SHANGHAI: To meet the need for high-end healthcare services among foreign communities and wealthy people in the Yangtze River Delta areas, the construction of a joint-ventured Sino-German Friendship Hospital will begin later this year in Shanghai International Medical Zone.

Tongji University (TJ) in Shanghai yesterday reached an agreement with two German investors: Siemens Project Venture GmbH (SPV) under Siemens AG and Asklepios Kliniken, a major private hospital operator in Europe. The three sides signed a memorandum of understanding for jointly funding and building the hospital during President Hu Jintao's state visit to Germany last November.

"The rapid economic development in China has brought up much need for high-end medical service, which is especially reflected by the World Expo 2010," Vice-Mayor Yang Xiaodu said during the signing ceremony.

The Sino-German Friendship Hospital will see a total investment of 1.5 billion yuan (US$190 million). Located in Shanghai International Medical Zone in Nanhui District of the city, the hospital will have an overall construction area of 84,000 square metres and 1,000 beds, providing all major fields of health care services.

Last year's statistics show that more than 60,000 foreigners are working or studying in Shanghai, with another 200,000 visiting the city each year. However, many foreigners have to seek medical services in their home countries or fly to Hong Kong or Singapore because the service, technology and management of hospitals in the city still lag behind those in developed countries.

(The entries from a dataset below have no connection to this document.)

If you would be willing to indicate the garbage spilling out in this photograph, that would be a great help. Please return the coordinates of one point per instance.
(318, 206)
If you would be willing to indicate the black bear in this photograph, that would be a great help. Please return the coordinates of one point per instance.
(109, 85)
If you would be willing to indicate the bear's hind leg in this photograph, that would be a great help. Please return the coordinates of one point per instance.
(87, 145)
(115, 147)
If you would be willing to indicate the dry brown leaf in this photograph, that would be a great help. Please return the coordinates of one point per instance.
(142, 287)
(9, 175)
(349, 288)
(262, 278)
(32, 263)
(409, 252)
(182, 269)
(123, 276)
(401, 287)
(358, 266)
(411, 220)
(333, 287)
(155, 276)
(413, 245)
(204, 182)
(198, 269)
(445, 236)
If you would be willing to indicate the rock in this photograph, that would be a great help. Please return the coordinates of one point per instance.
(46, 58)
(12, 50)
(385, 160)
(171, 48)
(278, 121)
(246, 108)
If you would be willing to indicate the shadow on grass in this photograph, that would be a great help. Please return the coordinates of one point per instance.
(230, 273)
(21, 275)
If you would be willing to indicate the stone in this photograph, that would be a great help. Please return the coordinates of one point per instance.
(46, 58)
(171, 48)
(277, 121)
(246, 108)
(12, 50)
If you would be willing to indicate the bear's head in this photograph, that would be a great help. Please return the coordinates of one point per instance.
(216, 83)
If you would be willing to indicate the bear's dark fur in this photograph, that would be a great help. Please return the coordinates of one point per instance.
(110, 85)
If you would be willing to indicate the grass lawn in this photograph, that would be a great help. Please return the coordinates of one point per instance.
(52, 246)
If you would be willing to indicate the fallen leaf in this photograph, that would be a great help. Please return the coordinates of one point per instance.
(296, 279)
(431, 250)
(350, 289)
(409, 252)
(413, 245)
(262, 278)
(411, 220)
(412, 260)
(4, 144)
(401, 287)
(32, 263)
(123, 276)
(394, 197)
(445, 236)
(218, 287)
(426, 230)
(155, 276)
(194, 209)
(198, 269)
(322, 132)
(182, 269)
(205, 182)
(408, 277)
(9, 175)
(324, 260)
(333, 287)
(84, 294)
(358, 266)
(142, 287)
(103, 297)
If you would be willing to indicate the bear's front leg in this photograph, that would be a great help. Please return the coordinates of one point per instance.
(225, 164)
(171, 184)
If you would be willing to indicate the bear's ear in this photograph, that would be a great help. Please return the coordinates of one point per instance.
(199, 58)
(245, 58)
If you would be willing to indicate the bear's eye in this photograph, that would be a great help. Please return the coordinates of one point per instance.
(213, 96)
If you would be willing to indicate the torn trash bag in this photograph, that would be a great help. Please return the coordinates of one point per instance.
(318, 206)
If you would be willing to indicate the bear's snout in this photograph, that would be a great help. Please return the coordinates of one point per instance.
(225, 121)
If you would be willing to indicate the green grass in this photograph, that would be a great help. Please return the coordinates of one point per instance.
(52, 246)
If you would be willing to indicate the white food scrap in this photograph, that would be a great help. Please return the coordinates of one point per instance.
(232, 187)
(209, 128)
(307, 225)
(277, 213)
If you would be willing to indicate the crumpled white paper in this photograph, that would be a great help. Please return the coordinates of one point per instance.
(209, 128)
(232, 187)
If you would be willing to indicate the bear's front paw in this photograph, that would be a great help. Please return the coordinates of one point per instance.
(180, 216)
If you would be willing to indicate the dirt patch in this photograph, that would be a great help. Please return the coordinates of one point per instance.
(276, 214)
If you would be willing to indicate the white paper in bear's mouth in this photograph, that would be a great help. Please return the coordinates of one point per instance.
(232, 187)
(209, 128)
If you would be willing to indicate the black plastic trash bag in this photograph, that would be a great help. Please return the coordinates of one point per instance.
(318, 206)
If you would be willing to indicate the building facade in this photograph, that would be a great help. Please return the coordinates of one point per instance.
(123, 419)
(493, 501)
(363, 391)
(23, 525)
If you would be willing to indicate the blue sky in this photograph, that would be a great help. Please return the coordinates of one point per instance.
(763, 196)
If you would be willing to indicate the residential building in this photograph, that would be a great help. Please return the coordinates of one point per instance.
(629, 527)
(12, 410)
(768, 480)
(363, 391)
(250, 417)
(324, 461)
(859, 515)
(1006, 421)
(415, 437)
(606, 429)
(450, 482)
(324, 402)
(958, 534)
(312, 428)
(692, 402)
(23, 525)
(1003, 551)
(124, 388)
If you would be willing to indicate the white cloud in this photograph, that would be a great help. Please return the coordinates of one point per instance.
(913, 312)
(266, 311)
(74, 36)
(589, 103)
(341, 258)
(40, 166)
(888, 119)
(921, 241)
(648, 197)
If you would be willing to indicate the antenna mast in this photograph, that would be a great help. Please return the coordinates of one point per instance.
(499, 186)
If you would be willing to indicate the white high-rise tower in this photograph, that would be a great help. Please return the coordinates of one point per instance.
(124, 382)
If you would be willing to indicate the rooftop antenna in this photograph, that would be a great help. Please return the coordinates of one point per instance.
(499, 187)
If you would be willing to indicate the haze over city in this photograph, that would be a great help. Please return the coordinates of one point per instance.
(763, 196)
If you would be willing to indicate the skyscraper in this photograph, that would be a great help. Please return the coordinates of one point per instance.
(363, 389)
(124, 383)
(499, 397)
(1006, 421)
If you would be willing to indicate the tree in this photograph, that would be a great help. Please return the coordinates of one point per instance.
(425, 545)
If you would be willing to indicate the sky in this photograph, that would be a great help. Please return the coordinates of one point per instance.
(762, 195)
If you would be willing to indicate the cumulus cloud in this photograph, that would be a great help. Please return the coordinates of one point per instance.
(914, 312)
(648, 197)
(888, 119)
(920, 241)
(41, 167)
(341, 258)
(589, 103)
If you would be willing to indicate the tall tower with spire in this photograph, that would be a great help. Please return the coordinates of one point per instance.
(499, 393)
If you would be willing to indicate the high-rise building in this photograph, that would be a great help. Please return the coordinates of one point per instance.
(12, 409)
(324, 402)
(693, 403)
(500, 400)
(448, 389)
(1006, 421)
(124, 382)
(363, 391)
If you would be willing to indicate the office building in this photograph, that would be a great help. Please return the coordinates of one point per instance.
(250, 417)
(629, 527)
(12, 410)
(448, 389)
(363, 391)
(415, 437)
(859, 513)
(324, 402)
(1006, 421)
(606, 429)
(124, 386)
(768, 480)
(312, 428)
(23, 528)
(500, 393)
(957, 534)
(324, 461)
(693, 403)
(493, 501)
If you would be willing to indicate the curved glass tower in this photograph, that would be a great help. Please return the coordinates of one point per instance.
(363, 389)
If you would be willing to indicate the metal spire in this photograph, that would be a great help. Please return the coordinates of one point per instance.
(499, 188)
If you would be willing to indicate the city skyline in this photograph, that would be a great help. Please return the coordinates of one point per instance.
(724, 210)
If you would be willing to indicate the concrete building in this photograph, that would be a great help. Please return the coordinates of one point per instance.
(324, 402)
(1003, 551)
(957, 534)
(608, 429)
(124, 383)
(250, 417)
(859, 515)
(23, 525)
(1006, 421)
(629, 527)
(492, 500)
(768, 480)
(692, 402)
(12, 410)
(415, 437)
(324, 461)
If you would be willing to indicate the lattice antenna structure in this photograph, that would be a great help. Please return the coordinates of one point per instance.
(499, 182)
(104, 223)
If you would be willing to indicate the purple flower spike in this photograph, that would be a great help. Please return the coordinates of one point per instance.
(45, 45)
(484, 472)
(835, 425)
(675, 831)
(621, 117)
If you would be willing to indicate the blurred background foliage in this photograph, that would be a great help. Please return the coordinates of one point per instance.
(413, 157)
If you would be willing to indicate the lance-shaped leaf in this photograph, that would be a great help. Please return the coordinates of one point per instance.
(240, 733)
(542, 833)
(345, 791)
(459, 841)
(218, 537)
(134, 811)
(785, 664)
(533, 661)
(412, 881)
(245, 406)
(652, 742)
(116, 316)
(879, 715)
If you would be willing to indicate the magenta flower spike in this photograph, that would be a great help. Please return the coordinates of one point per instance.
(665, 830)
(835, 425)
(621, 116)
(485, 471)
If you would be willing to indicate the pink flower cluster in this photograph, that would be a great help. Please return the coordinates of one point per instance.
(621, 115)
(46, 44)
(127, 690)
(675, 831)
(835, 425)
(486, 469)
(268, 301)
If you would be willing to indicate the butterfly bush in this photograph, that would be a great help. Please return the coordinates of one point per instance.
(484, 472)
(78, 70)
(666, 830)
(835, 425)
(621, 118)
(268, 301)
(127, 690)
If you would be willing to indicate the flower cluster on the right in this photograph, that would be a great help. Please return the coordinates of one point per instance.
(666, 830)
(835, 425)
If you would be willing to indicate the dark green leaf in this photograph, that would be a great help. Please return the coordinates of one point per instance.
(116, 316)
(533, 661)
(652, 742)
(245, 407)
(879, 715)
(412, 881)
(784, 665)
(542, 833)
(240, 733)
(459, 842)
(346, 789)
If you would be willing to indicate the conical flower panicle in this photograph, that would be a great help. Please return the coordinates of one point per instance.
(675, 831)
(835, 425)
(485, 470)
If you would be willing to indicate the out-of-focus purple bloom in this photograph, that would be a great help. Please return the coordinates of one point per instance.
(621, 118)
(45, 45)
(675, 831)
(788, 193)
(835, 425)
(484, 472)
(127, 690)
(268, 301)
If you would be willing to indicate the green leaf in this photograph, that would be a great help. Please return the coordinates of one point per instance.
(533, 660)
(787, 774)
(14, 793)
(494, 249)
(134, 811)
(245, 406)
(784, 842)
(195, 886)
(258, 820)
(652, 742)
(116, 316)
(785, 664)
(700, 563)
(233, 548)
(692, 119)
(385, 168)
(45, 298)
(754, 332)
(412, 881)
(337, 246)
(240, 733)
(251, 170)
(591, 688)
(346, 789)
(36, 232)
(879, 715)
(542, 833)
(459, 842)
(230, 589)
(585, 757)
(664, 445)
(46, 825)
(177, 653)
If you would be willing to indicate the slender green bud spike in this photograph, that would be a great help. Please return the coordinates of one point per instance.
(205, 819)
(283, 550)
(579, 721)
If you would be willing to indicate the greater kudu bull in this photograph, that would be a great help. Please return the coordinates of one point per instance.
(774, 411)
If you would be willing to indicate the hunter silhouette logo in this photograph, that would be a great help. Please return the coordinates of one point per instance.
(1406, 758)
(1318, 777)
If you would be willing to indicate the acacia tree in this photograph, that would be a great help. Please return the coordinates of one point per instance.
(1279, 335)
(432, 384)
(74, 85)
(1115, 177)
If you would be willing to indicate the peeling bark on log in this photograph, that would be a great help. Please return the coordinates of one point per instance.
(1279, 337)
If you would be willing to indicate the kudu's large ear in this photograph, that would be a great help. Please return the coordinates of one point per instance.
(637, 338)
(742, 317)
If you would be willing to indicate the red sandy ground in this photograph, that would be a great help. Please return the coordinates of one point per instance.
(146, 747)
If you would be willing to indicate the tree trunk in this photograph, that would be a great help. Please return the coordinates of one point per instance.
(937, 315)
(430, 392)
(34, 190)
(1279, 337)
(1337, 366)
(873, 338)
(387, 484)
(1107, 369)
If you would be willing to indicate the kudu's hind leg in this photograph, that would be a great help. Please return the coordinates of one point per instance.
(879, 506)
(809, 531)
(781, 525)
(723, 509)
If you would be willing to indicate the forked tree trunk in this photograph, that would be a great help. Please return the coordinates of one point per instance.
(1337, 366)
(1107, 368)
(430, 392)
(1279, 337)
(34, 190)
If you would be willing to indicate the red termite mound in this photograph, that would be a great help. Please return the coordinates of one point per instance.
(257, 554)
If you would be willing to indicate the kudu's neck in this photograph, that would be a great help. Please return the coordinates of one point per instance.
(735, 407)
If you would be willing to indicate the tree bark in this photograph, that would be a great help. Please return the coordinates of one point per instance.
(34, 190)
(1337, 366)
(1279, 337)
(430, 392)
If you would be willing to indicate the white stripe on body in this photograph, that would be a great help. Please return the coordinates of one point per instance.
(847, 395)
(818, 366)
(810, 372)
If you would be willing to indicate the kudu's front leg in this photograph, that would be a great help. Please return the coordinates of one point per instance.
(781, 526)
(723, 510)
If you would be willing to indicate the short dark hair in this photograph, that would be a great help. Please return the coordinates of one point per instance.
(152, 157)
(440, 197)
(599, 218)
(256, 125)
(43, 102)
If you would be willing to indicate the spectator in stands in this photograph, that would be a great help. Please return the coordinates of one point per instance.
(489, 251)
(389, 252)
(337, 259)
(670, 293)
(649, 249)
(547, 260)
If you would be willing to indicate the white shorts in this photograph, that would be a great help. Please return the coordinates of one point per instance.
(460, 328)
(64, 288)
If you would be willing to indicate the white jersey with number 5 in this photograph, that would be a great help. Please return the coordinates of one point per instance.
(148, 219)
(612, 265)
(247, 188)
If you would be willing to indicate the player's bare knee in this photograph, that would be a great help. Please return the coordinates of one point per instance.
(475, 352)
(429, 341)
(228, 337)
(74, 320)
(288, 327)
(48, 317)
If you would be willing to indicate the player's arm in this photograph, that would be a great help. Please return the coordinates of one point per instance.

The Sino-German Friendship Hospital is considering this potential market in Shanghai and its surrounding areas. The hospital will serve as a major medical institution for international visitors for the World Expo, the city's largest international event in 2010. By the end of 2008, the first phase of the hospital will be completed with 500 beds, 21 outpatient centres and specialties, and four medical technology centres.

As an affiliated hospital to TJ, the hospital said it will introduce a leading hospital management concept and hire staff from China and abroad. "Thirty per cent of the hospital's medical staff will be recruited from overseas, and Chinese doctors and nurses will have an opportunity of studying in Germany for one or two years," said Professor Dong Qi, Tongji's assistant president.

Dong said that the hospital will be listed in the medical insurance system of Germany or other European countries, thus solving the medical assurance problem for expatriates in China. Besides health care service, the institute will be built into a medical education and research centre for life science.